Kanter mengatakan, tidak ada seorang pun di Turki yang kebal dari penangkapan. Menurut dia, dirinya dan ratusan ribu lainnya adalah korban dari "sistem hukum Erdogan yang kejam".

"Saya tidak menyebutnya sistem hukum Turki karena tidak melayani rakyat Turki dengan keadilan, tetapi hanya untuk Erdogan dan kepentingannya," kata Kanter.

Siapa lagi yang ditindak Erdogan?

"Undang-undang antiterorisme di Turki tidak jelas dan banyak disalahgunakan dalam kasus-kasus palsu terhadap jurnalis," kata Amnesty International. 

Lebih dari 319 wartawan telah ditangkap di Turki sejak 2016, dengan 189 media ditutup, menurut Turkey Purge, sebuah situs yang dijalankan oleh wartawan Turki yang mendokumentasikan penangkapan di negara itu.

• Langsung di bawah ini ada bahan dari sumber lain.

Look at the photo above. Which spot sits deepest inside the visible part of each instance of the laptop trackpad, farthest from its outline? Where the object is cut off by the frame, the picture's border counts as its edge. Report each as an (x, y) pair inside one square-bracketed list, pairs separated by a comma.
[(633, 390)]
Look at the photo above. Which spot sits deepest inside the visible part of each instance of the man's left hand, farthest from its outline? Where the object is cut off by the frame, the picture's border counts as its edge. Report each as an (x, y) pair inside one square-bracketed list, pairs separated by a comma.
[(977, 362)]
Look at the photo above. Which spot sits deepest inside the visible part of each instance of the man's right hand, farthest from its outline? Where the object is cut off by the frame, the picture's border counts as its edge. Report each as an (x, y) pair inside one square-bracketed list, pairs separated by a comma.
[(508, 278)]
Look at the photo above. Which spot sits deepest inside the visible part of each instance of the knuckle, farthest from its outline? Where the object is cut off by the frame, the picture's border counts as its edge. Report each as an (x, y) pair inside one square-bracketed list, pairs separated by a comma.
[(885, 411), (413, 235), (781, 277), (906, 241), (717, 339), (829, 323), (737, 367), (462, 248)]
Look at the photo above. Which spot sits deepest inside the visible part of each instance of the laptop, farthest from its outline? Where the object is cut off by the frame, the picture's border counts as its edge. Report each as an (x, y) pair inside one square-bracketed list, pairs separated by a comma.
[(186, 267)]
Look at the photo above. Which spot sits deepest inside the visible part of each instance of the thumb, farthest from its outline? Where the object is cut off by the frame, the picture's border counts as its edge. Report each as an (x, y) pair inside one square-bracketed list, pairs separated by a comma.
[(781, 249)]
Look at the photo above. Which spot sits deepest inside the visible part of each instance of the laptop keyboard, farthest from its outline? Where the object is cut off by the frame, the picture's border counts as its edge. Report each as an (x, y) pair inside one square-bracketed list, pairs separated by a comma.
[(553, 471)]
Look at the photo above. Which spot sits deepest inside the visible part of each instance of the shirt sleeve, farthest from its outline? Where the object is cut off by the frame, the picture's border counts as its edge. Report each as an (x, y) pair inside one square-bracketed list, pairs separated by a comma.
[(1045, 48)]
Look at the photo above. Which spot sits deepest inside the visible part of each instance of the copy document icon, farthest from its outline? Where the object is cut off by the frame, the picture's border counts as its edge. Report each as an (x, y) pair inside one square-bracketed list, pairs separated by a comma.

Salah satu korban adalah jurnalis Turki Abdülhamit Bilici, pemimpin redaksi surat kabar Zaman. Hingga Maret 2016 Erdogan membungkam berita, memenjarakan banyak wartawan organisasi, dan menunjuk kepemimpinan baru.

"Setelah serangan polisi brutal di markas kami di Istanbul, hal pertama yang dilakukan pengawas yang ditunjuk Erdogan adalah memecat saya," kata Bilici dalam sebuah wawancara dengan al-Arabiya EnglishSetelah menerima ancaman dari Erdogan dan pendukungnya, Bilici meninggalkan negara itu ke AS.

Bilici mengatakan, Erdogan menggunakan media, lembaga negara, agama, dan sekolah untuk mencoba mengendalikan pikiran masyarakat Turki. "Dia melakukan setiap persiapan untuk menciptakan sistem seperti yang ada di Suriah atau di Iran, yang akan membiarkan keluarga dan partainya berkuasa selamanya," kata Bilici.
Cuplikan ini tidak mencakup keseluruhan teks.